Ähnlich bahnbrechend wie John Cage war die Wirkung, die sein enger Freund Morton Feldman hatte. Zusammen mit Earl Brown und Christian Wolff bildeten sie die sogenannte New York School, eine Komponistengruppe, von der revolutionäre Impulse ausgingen. Während Cage der spielerische Experimentator war, entwickelte sich Feldman zum Marathonläufer der Avantgarde.

Im Konzept der langen Dauer besitzt sein Werk Berührungspunkte mit indischer Musik. Eine Raga-Improvisation kann Stunden dauern, ebenso ein Stück von Feldmann.
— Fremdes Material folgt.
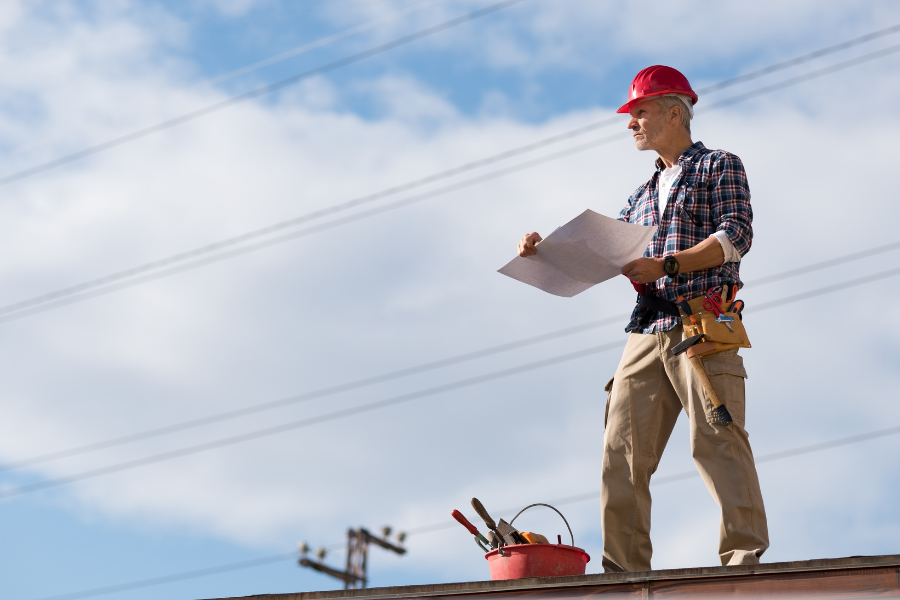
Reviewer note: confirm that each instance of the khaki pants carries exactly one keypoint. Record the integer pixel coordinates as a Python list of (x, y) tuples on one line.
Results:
[(650, 389)]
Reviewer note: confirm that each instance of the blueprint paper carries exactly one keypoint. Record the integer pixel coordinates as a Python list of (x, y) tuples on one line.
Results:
[(585, 251)]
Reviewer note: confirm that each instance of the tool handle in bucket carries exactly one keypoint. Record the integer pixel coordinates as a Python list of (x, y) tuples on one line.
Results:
[(464, 522), (479, 508), (548, 506)]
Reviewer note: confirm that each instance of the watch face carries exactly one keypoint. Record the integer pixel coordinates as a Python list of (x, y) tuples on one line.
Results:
[(670, 266)]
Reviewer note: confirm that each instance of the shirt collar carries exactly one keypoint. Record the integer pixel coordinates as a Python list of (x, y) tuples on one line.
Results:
[(686, 156)]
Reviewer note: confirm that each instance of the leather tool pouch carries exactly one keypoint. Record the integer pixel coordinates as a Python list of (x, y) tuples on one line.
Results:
[(714, 333)]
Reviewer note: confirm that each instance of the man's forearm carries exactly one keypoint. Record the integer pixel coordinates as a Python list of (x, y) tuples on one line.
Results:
[(705, 255)]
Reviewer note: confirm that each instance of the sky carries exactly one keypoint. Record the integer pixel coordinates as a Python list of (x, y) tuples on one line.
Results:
[(410, 284)]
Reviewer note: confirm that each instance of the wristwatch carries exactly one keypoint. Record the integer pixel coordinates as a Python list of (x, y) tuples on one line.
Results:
[(670, 266)]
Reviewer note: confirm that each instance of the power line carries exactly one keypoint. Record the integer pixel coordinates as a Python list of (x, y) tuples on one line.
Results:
[(305, 397), (127, 278), (319, 43), (800, 59), (767, 89), (684, 475), (826, 264), (400, 373), (252, 94), (302, 423), (63, 298), (444, 525), (308, 217), (182, 576)]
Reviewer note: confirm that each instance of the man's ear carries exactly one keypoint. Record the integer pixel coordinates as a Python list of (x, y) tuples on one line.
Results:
[(675, 116)]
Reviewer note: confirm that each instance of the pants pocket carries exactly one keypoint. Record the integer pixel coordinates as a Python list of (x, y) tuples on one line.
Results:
[(727, 373), (608, 389)]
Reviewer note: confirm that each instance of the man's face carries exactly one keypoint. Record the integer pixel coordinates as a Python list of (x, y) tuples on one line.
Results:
[(647, 125)]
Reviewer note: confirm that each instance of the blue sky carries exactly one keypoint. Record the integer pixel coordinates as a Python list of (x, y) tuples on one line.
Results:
[(408, 286)]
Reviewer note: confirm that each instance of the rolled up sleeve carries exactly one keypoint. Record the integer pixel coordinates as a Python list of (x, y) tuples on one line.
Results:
[(730, 201)]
Die Einspielung der Mammutkomposition „For Philip Guston“ von 1984 erstreckt sich über vier CDs und kennt weder Unterbrechungen noch Zäsuren.

Damit enden aber auch schon die Gemeinsamkeiten. Denn auf der Ausdrucksebene erscheint Feldmans Komposition als das genaue Gegenteil indischer Klänge, die auf ekstatische Verzückung zielen. Die Musik seines Spätwerks, er verstarb 1987, wirkt in ihrer Gleichförmigkeit fast statisch. Ebenmäßigkeit und Poesie heißen die Bauelemente seiner Architektur. Statt sich dramatisch zu steigern, schreiten die Klänge gleichförmig und völlig unaufgeregt voran. Nach einiger Zeit beginnt das feingliedrige Tongebilde, kunstvoll aus Haltetönen konstruiert, seine hypnotische Magie zu entfalten.
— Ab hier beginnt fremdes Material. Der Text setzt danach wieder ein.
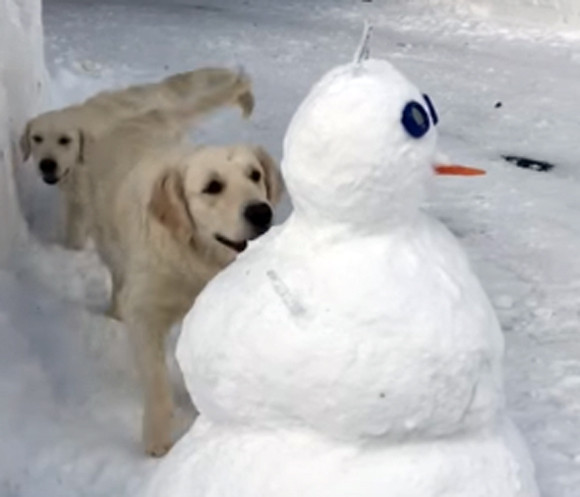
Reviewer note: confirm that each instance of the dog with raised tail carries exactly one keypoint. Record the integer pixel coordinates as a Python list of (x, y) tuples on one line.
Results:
[(166, 217), (56, 139)]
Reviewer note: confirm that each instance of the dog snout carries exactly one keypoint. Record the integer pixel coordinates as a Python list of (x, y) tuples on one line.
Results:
[(48, 168), (259, 215)]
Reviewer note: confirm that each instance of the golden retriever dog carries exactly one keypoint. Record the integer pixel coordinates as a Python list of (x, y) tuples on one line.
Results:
[(56, 139), (168, 216)]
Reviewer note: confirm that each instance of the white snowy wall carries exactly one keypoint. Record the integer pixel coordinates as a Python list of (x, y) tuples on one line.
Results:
[(22, 75), (557, 12)]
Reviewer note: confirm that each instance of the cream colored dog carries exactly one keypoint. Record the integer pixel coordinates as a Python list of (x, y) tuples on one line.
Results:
[(167, 218), (56, 139)]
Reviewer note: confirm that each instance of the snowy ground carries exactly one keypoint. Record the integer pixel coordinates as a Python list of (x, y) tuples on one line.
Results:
[(69, 416)]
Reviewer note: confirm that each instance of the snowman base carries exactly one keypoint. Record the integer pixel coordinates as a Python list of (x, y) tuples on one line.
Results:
[(224, 461)]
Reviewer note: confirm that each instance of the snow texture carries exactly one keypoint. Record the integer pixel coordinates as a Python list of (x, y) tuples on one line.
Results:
[(21, 78), (70, 411), (557, 12), (384, 382)]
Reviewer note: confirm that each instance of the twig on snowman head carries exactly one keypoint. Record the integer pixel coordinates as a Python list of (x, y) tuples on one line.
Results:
[(363, 50)]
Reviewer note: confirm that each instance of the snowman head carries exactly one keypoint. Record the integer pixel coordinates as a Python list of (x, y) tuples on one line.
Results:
[(361, 147)]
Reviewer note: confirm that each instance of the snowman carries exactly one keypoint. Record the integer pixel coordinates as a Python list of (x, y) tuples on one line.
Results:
[(351, 352)]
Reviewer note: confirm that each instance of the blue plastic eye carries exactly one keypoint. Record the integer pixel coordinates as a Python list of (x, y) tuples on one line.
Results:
[(432, 110), (415, 119)]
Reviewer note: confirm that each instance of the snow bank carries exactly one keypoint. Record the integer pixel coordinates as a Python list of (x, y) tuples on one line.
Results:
[(21, 85), (559, 12)]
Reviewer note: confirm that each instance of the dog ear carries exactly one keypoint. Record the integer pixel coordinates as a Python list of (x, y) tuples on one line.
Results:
[(274, 181), (81, 152), (169, 206), (25, 142)]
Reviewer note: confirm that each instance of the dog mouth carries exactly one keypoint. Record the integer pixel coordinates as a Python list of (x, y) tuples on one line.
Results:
[(53, 179), (236, 246)]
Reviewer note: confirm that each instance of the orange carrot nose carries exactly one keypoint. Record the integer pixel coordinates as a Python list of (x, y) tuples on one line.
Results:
[(457, 170)]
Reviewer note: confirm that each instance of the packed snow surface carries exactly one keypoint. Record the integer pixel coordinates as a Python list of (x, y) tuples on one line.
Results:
[(70, 411)]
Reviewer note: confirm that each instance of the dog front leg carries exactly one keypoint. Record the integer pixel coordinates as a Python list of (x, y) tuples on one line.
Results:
[(149, 343), (76, 226)]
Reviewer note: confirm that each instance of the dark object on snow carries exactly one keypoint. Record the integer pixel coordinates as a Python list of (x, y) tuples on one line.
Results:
[(527, 163)]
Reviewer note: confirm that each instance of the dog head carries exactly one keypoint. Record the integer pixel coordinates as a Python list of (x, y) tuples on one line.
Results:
[(55, 142), (220, 199)]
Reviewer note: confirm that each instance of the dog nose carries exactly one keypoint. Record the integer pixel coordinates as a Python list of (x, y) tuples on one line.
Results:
[(259, 215), (48, 166)]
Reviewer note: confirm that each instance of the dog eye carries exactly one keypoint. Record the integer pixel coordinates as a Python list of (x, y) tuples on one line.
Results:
[(214, 187)]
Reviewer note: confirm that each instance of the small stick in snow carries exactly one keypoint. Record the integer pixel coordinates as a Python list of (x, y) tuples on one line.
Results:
[(363, 50)]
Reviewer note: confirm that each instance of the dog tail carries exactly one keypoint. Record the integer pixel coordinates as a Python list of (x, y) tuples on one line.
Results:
[(210, 89)]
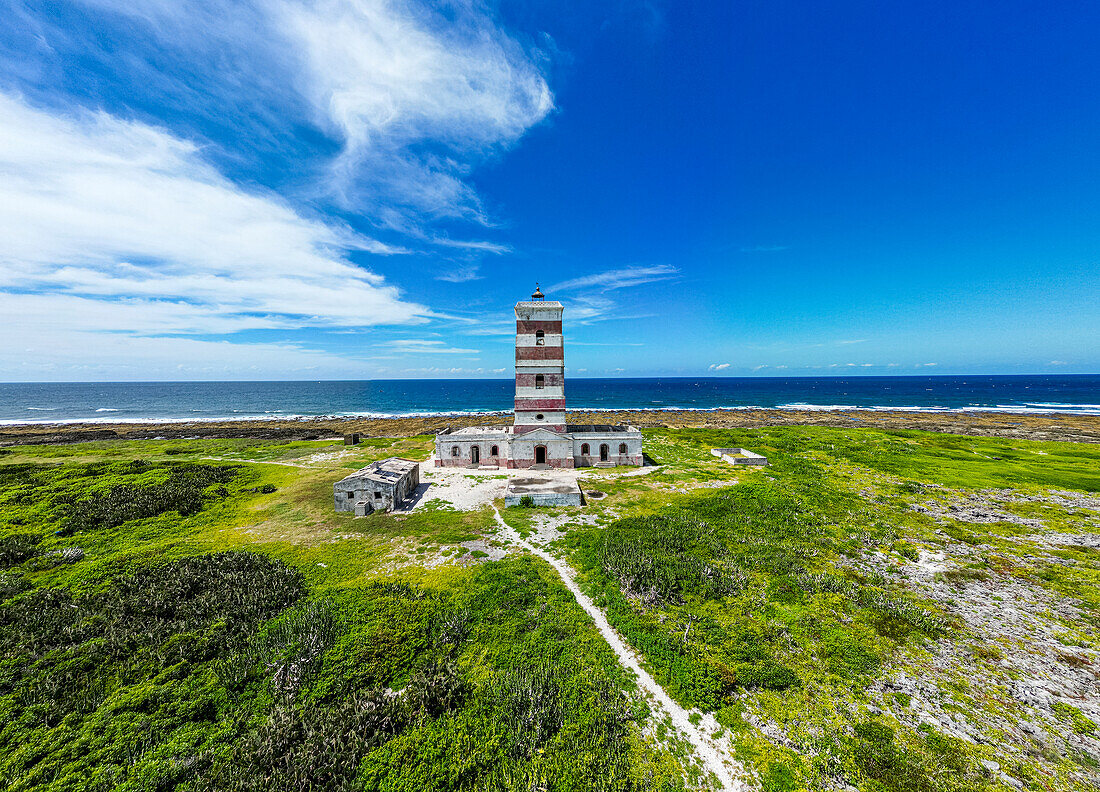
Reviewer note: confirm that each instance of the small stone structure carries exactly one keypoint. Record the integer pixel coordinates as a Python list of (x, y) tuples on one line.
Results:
[(381, 486), (739, 457), (542, 492), (539, 436)]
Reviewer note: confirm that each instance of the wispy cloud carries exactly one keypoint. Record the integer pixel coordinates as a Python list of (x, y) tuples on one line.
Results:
[(619, 278), (428, 347), (763, 249), (460, 273), (411, 96), (131, 230), (391, 77)]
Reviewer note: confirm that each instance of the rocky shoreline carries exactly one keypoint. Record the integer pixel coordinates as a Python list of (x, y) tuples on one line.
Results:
[(1062, 427)]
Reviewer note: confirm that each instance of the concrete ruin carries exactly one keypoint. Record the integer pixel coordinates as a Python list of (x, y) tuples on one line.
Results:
[(739, 457), (542, 492), (381, 486), (539, 436)]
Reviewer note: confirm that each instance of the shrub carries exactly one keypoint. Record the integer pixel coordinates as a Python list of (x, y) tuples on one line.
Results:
[(17, 548), (183, 492), (310, 748)]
Breuer, Engler, Schrammel: Morton Feldman „For Philip Guston“. 4-CD-Box (Wergo)

Vokalstil der Avantgarde

Moderne Identitäten können komplex sein. Amelia Cuni ist eine italienische Vokalistin, die in Berlin lebt, aber indische Musik macht. Im klassischen Dhrupad-Gesang hat sie es zu einer solchen Virtuosität gebracht, die selbst in Indien respektiert wird.

Den indischen Gesang zu meistern, bedeutete nicht nur, einen völlig fremdartigen Vokalstil zu erlernen, sondern sich auch in eine gänzlich andere Musikkultur einzufinden. Der Nachteil schlug in einen Vorteil um, als Cuni begann, Neues in die Tradition einzubringen, was sich indische Musiker nie trauen würden. Für sie ist die Überlieferung unantastbar.

Dagegen gehört Innovation im Westen zum Handwerkszeug der Avantgarde. Das „Song Book“ von John Cage (1912–1992) bot Amelia Cuni die Möglichkeit, beide Elemente zu verbinden. Das Werk enthält unter anderem 18 indische Ragas, deren Interpretationen so offen gehalten sind, dass sie den kreativen Geist nicht ersticken, sondern stimulieren.

Eingebettet in ein feingliedriges Klangdesign aus Elektronik und Perkussion trägt Cuni die Melodien mit expressivem Gestus vor. Ihre Stimme setzt sie so einfühlsam ein, dass sie die feinsten Stimmungsregungen der Ragas zum Ausdruck bringt. Gelegentlich werden ihre Worte elektronisch vervielfacht. Dann verdichtet sich ihr Gesang zu einem babylonischen Stimmengewirr.

CD: Amelia Cuni „John Cage – 18 Microtonal Ragas“ (Other Minds)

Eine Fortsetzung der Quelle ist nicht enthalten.